For a year, he tried to get himself right. He went to the world championships and nothing worked, ran slowly and was run out in the heat. He was not far off but in a sport of small margins it was enough.

He arrived in Birmingham and within two weeks he pulled it together. What had been struggling to connect in the US now clicked.

On Wednesday morning in Birmingham, he ran second in his heat in 45.98 seconds to go through to the semi-finals. From the year he had had this was just extraordinary, and he is ready to do more.

“One of the things I will always keep in my pocket as a weapon is my experience at these championships. Having done it so many times now even if I haven’t had the ideal preparations physically with some injuries I know that once I am here I know I can come in with some confidence,” he said.

“To bounce back as I did today and continue on the rest of the week here is something to be proud of.

“It means an awful lot to me to that here because I am in the back-end of my career, I am 29 now.

“I have still got really big goals in this sport and even if I am coming towards the back-end of my career it doesn’t mean that I am taking my eye off those, but these events bring some confidence and a nice reward for an extremely challenging year.

“I still feel it.
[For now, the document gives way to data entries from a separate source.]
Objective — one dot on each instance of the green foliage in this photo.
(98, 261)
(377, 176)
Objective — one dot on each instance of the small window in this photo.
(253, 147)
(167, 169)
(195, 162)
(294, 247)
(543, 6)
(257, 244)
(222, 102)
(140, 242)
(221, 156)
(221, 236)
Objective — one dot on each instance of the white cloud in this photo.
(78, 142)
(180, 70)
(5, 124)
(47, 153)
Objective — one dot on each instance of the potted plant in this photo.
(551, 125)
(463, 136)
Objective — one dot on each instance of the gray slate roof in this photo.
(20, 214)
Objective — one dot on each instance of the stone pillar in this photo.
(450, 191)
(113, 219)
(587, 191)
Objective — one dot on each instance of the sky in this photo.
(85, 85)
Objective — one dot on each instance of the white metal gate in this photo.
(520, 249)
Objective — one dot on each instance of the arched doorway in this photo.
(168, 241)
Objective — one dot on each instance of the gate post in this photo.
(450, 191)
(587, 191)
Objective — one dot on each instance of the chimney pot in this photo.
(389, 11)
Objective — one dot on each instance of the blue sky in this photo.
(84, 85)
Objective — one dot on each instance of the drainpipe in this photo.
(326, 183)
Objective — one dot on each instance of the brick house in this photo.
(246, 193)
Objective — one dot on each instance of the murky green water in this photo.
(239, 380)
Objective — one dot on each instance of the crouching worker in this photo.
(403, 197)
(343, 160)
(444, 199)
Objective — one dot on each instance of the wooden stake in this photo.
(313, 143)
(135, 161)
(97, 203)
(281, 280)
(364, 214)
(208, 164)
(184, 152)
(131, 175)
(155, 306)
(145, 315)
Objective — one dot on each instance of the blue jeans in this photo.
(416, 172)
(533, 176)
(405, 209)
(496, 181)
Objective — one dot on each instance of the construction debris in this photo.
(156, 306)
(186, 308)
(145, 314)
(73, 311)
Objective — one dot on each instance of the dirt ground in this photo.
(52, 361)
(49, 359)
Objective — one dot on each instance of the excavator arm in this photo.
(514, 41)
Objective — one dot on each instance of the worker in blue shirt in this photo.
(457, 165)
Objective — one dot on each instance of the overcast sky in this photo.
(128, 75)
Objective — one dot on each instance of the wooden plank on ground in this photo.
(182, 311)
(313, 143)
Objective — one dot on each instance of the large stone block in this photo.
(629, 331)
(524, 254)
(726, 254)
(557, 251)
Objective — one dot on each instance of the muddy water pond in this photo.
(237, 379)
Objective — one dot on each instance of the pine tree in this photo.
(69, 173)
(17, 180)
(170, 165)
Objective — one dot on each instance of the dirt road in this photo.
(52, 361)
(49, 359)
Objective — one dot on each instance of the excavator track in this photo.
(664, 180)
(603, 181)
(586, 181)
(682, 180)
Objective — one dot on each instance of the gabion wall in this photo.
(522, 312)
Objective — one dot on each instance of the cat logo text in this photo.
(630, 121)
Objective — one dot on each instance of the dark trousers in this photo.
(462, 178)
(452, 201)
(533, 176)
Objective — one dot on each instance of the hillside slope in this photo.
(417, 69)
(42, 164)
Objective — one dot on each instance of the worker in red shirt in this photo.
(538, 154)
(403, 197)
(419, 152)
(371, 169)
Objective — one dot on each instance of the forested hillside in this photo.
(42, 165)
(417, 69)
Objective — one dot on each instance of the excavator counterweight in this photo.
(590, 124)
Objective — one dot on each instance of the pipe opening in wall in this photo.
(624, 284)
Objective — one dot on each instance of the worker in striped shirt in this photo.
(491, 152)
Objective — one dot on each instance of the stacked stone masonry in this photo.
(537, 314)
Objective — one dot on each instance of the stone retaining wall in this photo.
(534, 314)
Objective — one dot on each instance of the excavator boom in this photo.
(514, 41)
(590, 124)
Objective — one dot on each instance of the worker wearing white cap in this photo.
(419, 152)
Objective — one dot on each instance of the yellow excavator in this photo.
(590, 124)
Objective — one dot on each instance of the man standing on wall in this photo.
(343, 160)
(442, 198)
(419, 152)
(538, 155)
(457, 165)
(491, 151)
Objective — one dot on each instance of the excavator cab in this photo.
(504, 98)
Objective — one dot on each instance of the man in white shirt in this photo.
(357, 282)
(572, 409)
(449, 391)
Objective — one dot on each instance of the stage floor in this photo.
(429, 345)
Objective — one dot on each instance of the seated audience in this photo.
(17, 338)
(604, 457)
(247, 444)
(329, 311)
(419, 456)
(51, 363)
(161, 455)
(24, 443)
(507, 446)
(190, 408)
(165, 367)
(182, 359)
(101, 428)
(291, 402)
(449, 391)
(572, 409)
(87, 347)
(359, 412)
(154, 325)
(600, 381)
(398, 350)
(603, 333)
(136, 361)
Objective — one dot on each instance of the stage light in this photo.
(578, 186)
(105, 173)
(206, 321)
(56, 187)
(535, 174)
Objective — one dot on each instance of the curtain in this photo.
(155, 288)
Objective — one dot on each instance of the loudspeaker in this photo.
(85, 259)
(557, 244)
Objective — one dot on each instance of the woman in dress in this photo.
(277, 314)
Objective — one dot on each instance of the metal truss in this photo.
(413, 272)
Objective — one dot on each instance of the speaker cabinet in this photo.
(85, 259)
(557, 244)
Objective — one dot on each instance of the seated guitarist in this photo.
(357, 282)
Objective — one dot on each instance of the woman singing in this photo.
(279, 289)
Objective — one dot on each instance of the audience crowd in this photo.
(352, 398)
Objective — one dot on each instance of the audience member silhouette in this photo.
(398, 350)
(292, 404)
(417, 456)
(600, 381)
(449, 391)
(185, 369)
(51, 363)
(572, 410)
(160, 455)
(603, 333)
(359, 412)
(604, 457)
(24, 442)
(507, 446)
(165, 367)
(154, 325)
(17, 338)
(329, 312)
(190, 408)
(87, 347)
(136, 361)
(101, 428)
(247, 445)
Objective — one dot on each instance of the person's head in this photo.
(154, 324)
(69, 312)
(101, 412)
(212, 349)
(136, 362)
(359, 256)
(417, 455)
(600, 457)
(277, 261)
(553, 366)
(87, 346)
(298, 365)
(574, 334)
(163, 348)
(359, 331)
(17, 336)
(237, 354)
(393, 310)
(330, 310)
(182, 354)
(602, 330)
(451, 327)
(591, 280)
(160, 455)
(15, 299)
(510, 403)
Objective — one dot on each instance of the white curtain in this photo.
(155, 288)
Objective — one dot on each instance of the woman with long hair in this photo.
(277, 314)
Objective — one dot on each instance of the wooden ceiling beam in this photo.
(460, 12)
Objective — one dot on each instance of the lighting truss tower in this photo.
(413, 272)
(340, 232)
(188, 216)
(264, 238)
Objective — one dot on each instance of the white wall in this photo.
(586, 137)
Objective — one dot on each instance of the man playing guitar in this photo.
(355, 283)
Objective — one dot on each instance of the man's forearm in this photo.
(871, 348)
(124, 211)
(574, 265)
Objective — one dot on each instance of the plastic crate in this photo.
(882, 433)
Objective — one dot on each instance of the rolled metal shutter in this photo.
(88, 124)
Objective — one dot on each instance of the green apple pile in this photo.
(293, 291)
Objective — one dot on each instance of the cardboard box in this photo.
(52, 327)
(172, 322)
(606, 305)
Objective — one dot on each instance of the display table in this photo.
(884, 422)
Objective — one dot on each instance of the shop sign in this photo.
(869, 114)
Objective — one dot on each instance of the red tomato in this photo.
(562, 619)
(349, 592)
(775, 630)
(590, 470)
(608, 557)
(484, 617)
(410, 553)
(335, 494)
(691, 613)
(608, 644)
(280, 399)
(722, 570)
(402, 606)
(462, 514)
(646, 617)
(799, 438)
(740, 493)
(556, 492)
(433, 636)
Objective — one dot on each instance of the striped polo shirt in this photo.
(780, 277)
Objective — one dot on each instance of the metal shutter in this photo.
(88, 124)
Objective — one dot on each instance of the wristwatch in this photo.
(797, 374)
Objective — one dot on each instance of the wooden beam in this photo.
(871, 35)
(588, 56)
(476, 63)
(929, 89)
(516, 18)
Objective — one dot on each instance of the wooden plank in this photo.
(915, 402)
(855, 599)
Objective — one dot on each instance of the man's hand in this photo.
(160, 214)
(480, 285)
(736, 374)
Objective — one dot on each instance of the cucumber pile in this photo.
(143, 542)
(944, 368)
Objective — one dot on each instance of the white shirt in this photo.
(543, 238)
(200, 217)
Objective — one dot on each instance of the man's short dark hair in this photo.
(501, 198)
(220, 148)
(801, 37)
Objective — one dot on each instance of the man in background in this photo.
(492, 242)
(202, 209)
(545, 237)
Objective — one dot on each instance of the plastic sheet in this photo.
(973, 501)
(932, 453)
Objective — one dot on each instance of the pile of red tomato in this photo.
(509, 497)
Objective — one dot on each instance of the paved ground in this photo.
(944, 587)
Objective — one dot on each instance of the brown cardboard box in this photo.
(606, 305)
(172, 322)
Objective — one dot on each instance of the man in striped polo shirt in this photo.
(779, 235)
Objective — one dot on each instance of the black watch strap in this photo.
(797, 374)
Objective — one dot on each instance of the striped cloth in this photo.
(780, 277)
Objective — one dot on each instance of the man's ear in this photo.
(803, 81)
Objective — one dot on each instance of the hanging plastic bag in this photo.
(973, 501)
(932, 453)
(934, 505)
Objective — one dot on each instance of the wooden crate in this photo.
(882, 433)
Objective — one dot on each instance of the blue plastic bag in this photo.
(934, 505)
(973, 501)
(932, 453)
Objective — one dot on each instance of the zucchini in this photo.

It is good enough now I can have confidence pushing through the ground but what killed me at worlds is I didn’t have any confidence pushing into the ground. My first 100 was 11.7s and I think [South African runner Wayde] van Niekerk ran 10.8, [so] I am 11 metres behind after 100 metres. It is very difficult to catch up even if my back-end is the stronger part of my race, you can’t give up that much ground in 100m. But I have got confidence in it now.”